В черной шапке с красным околышем, в черной бурке, будто демоновы крылья, летевшей по ветру, - из конца в конец носился Чапаев. И все видели, как здесь и там появлялась вдруг и быстро исчезала его худенькая фигурка, впаянная в казацкое седло. Он на лету отдавал приказанья, сообщал необходимое, задавал вопросы. И командиры, так хорошо знавшие своего Чапая, кратко, быстро сообщали нужные сведения - ни слова лишнего, ни мгновенья задержки.
- Все пулеметы целы? - бросал на скаку Чапаев.
- Целы! - кричал ему кто-то из цепей.
- Сколько повозок снарядных?
- Шесть…
- Где командир?
- На левом…
Он мчал на левый фланг.
Цепи кидались стремительным бегом. В тот же миг срывались с цепей казачьи пулеметы. Цепи падали ниц, впивались в снежную коросту - лежали замертво, ждали новую команду.
Позади цепей носился Чапаев, кратко, быстро и властно отдавал приказанья, ловил ответы.
Вот он круто свернул коня, мчит к командиру батареи:
- Бить по мельницам!
- Все пулеметы с мельниц скосить!
- Станицу не трогать, пока не скажу!
И, быстро повернув, ускакал обратно к цепям. Чаще, крепче и злей заговорили орудия. Станица нервно торопилась остановить бегущие перебежками цепи. Мельницы взвыли и вдруг разорвались, как лаем, сухим колючим треском: были спущены все пулеметы враз. Обе стороны крепили огонь. Но с каждой минутой ближе и ближе красноармейцы, все точней падают-рвутся снаряды, дух мрет от мысли, что смерть так близка, что близок враг, что надо смять его, у него на плечах ворваться в станицу…
Возбужденный, с горящими глазами мечется Чапаев из конца в конец.
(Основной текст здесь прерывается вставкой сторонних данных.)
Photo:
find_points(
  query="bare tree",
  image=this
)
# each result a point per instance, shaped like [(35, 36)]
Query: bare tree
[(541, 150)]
Шлет гонцов то к пулеметам, то к снарядам, то к командиру полка, то снова скачет сам, и видят бойцы, как мелькает повсюду его худенькая фигурка. Вот подлетел кавалерист, что-то быстро-быстро ему сказал.
- Где? На левом фланге? - вскинулся Чапаев.
- На левом…
- Много?
- Так точно…
- Пулеметы на месте?
- Все в порядке… Послали за подмогой…
И он скачет туда, на левый фланг, где грозно сдвинулась опасность. Казаки несутся лавой… Уж близко видно скачущих коней… Подлетел Чапай к командиру батальона:
- Ни с места! Всем в цепи… Залпом огонь!
- Так точно…
И он пронесся по рядам припавших к земле бойцов.
- Не робей, не робей, ребята! Не вставать… подпустить - и огонь по команде… Всем на месте… Огонь по команде!!!
Крепкое слово так нужно бойцам в эти последние, роковые мгновенья! Они спокойны… Они слышат, они видят, что Чапаев с ними. И верят, что не будет беды…
Как только лава домчалась на выстрел - ударил залп, за ним другой… кинулась нервная пулеметная дрожь…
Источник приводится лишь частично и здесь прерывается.